De-SPAC Diligence on Target Company
Post-Closing Sanctions Compliance Audits
Following a de-SPAC transaction, management of the post-closing company should continue to monitor affiliates and subsidiaries for compliance with sanctions administered by OFAC, particularly if previous diligence uncovered sanctions-related issues. OFAC has highlighted the importance of conducting risk assessments and sanctions-related due diligence in mergers and acquisitions, particularly in scenarios involving non-U.S. companies or corporations. This diligence is especially important because OFAC has previously imposed heavy penalties against companies that have failed to engage in proper post-transaction sanctions due diligence and integration in the merger and acquisitions context, including situations where target companies devised complex schemes to hide continuing dealings with sanctions targets.
OFAC has imposed penalties on U.S. parent companies because their foreign subsidiaries continued to engage in business with or for the benefit of sanctioned countries such as Iran and Cuba.
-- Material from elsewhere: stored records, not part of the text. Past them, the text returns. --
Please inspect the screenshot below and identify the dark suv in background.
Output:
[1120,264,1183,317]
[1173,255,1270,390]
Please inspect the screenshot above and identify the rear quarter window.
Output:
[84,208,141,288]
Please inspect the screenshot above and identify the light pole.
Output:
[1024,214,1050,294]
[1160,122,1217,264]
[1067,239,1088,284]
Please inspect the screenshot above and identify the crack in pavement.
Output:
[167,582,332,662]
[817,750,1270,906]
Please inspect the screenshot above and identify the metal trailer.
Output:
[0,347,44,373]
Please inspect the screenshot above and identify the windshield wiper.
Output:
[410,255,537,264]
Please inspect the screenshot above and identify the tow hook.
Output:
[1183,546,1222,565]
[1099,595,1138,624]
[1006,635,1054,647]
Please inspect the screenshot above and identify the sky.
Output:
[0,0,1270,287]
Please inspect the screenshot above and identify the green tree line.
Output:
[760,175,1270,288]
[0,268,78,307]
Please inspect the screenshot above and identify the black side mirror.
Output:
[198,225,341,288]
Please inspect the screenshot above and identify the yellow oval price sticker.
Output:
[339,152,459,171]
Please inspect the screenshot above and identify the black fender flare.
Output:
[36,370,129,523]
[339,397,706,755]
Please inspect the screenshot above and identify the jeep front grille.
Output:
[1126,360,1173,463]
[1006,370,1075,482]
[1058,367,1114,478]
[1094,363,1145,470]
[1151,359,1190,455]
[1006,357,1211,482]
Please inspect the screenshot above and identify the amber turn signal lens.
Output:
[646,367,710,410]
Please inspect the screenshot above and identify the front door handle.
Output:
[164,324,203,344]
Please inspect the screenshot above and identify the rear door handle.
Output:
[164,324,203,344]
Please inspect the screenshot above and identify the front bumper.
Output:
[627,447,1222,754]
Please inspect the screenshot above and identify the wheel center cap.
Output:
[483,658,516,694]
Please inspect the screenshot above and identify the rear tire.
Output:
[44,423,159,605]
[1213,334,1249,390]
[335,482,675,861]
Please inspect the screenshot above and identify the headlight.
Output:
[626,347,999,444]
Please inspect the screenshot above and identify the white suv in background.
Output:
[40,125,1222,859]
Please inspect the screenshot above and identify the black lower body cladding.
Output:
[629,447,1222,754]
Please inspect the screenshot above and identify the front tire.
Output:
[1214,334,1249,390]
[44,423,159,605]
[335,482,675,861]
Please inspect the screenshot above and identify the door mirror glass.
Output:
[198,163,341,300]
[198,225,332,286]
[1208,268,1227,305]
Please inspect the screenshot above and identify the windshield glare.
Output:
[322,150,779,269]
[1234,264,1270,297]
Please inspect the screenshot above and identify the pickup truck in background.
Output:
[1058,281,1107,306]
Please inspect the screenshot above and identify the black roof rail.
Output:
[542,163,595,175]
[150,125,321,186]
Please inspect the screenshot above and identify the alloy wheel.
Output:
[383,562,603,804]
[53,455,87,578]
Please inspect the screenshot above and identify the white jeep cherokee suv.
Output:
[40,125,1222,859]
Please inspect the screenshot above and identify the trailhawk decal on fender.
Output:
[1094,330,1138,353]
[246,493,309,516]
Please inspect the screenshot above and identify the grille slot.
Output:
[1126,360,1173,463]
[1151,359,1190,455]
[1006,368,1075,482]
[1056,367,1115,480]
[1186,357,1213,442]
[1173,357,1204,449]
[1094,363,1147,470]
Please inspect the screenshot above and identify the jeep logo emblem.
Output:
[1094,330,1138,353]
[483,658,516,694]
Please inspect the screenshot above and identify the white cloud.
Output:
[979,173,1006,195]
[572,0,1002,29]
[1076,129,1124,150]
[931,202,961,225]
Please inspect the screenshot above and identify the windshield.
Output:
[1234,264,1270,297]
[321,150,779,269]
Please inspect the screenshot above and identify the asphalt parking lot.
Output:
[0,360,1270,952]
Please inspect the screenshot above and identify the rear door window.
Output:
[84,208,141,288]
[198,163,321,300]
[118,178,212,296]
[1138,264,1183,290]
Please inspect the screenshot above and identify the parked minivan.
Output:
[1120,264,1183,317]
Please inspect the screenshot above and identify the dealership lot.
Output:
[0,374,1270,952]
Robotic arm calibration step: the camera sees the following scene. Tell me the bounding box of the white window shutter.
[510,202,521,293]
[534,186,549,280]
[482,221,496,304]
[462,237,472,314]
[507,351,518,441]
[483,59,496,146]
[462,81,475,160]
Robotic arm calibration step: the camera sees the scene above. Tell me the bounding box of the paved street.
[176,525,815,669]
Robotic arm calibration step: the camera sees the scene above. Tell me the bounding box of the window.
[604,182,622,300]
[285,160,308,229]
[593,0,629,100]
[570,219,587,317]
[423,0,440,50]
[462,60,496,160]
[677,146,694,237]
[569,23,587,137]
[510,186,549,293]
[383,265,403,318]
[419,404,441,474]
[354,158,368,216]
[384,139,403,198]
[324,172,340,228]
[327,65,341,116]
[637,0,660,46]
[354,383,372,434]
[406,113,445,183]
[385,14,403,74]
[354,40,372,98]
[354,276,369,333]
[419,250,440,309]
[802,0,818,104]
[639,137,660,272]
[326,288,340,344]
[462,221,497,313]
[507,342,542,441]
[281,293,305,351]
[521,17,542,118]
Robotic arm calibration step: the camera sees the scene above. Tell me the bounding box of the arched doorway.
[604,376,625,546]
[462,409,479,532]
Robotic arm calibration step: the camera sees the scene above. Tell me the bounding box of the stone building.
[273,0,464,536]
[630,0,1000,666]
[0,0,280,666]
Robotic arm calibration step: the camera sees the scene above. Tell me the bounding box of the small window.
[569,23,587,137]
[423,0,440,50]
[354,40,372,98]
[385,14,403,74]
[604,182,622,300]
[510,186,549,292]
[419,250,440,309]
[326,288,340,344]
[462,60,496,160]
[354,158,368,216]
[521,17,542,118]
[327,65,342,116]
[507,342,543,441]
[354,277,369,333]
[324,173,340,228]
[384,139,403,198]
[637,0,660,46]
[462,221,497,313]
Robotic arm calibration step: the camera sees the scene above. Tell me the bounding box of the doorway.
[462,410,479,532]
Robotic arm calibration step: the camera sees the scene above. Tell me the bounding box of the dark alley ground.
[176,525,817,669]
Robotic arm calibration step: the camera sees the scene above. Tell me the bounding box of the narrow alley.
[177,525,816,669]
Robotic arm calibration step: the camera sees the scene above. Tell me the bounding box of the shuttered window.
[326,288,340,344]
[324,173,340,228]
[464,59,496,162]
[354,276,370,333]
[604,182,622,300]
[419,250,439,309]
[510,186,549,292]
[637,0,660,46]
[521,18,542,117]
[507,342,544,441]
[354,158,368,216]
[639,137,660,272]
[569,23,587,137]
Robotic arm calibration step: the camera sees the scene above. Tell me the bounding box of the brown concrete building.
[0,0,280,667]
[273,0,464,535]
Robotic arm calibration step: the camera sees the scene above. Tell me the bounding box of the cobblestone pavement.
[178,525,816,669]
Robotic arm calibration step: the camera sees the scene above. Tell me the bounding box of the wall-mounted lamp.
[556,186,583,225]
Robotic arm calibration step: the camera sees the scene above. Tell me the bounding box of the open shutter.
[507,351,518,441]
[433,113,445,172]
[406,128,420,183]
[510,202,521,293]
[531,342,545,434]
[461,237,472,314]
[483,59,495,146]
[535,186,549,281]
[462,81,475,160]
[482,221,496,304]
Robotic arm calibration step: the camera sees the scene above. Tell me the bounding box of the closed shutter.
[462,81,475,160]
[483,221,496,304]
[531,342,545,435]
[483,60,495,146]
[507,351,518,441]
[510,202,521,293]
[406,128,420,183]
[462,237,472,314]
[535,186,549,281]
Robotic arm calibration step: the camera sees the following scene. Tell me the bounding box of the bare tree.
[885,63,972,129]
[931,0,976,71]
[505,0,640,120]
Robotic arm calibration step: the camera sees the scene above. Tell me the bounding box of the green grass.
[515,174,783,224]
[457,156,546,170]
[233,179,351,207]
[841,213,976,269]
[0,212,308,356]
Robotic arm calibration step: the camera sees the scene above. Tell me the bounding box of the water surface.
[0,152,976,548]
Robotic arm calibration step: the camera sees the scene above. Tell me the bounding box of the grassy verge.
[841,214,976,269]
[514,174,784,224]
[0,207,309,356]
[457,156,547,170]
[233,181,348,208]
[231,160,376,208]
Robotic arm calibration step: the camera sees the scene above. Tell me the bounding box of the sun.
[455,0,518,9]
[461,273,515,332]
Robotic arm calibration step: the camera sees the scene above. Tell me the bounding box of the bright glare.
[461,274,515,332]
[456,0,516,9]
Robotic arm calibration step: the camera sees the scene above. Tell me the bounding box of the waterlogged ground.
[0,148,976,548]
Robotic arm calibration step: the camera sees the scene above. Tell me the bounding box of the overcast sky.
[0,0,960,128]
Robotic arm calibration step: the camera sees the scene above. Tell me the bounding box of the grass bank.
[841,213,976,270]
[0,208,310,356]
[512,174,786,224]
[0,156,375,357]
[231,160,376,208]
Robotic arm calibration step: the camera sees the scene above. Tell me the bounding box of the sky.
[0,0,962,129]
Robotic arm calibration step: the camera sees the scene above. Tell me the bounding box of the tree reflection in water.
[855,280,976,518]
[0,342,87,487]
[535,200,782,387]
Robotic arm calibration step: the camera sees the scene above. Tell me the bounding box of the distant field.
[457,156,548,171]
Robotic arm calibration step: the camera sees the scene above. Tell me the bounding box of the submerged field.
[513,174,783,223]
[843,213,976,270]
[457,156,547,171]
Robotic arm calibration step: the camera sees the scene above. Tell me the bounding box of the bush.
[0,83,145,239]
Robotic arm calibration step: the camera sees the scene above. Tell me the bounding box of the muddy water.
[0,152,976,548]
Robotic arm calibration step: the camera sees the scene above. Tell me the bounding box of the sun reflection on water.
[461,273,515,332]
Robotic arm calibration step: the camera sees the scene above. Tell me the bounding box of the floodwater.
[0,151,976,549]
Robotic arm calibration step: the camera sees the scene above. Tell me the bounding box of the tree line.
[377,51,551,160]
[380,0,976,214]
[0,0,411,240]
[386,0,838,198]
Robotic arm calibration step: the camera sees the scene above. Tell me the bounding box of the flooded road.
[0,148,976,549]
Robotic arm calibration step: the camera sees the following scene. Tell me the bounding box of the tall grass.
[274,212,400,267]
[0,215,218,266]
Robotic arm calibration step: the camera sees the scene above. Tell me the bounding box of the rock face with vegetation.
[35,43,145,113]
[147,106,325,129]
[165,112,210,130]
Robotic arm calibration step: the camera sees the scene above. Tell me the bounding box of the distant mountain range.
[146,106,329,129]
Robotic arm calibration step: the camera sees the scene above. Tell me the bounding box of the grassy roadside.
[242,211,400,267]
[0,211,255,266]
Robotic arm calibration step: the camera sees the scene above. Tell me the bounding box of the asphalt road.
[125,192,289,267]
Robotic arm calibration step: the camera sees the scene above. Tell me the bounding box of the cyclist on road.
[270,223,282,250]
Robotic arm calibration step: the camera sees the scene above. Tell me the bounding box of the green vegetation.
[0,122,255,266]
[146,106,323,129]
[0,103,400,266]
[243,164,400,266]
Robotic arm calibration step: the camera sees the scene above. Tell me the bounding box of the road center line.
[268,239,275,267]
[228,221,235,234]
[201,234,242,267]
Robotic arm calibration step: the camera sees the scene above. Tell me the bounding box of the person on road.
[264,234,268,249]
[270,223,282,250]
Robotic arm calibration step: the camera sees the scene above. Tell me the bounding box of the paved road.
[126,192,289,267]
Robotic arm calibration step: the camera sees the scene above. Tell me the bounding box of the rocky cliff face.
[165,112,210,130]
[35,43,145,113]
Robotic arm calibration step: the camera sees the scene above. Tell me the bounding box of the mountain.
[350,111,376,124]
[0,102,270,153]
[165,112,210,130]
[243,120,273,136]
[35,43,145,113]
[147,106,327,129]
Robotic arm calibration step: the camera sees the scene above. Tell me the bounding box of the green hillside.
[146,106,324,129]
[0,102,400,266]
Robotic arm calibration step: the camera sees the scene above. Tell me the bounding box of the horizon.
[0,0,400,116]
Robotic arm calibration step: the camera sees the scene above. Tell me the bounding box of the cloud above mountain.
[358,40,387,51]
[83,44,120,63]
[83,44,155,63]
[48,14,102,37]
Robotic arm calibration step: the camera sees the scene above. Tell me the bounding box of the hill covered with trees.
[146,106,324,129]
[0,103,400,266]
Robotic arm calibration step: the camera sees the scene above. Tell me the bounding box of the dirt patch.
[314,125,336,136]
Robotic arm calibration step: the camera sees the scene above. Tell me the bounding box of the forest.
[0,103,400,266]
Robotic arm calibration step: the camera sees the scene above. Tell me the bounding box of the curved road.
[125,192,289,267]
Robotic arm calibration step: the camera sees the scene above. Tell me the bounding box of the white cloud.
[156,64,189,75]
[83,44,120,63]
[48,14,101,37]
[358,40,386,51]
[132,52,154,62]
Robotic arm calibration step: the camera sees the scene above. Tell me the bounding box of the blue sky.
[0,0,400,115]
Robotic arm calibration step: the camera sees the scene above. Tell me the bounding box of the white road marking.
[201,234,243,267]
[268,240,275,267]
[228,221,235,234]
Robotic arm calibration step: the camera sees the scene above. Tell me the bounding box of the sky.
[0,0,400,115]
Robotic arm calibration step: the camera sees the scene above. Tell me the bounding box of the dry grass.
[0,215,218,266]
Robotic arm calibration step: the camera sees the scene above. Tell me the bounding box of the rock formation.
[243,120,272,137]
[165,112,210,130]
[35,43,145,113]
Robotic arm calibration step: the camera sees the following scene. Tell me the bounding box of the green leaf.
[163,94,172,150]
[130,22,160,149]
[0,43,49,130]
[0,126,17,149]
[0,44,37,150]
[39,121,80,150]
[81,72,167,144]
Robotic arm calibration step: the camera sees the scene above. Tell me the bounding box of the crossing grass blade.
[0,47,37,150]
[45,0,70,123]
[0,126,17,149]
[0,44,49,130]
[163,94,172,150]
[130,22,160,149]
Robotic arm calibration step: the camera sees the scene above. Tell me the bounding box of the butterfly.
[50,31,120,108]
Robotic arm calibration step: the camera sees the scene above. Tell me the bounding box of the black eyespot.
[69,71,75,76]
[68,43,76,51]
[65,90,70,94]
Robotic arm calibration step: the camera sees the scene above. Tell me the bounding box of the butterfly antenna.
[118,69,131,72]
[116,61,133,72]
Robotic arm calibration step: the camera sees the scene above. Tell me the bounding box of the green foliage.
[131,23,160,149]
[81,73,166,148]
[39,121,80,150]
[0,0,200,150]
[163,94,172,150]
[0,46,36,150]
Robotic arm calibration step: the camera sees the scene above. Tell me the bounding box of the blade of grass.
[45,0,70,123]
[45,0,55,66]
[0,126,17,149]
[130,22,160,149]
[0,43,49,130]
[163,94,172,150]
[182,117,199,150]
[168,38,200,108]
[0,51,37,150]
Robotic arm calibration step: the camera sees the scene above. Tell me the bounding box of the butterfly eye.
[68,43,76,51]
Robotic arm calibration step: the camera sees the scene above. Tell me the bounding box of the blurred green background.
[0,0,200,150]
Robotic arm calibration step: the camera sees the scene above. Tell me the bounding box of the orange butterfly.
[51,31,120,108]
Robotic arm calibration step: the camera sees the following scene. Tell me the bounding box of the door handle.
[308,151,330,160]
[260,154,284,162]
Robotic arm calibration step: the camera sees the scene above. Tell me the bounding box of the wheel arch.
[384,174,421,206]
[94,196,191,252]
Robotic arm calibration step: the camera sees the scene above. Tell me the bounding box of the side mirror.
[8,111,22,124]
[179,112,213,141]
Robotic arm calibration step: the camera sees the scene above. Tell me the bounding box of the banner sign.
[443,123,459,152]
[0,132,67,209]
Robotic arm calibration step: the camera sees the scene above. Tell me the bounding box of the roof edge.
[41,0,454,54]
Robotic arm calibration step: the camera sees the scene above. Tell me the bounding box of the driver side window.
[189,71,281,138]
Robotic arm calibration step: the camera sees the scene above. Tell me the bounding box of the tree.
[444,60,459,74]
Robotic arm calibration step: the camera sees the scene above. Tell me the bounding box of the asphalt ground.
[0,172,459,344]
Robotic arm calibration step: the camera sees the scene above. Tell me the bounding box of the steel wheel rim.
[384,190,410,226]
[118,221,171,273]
Although the U.S. parent companies identified potential sanctions issues during pre-acquisition diligence, they mistakenly relied on assurances that the foreign target companies would stop doing business with sanctioned countries post-closing. Despite these assurances, the foreign subsidiaries continued to engage in business with sanctioned countries after being acquired by the U.S. parent companies and even took steps to obfuscate their dealings from the U.S. parent companies, leading to the sanctions violations.
These enforcement actions highlight the importance of conducting periodic post-closing sanctions-related due diligence on subsidiaries of the target company. This diligence may include an audit of affiliates, subsidiaries, or counterparties that are known to transact with sanctioned countries or persons, or that pose higher sanctions risk. In addition, this analysis may include examining a company’s geographic location, customers, products and services, or policies, procedures, and practices.
Sanctions Diligence Helps Avoid Unforeseen Issues
All SPAC sponsors thinking about engaging in a de-SPAC transaction may benefit from conducting sanctions-related due diligence. As the use of sanctions increases, so too does the importance of having an effective sanctions compliance program. Companies that do not comply with sanctions expose themselves to potential civil liability and reputational concerns. Moreover, because of the set timeframe within which SPACs must acquire a company, engaging in sanctions-related diligence as early as possible may prove beneficial. Whether an organization is a SPAC sponsor considering bringing a foreign investor onboard during the IPO process or an established SPAC considering a target company for acquisition, engaging a trusted third-party advisor on sanctions issues can help avoid problematic companies or ensure sanctions issues are addressed head-on.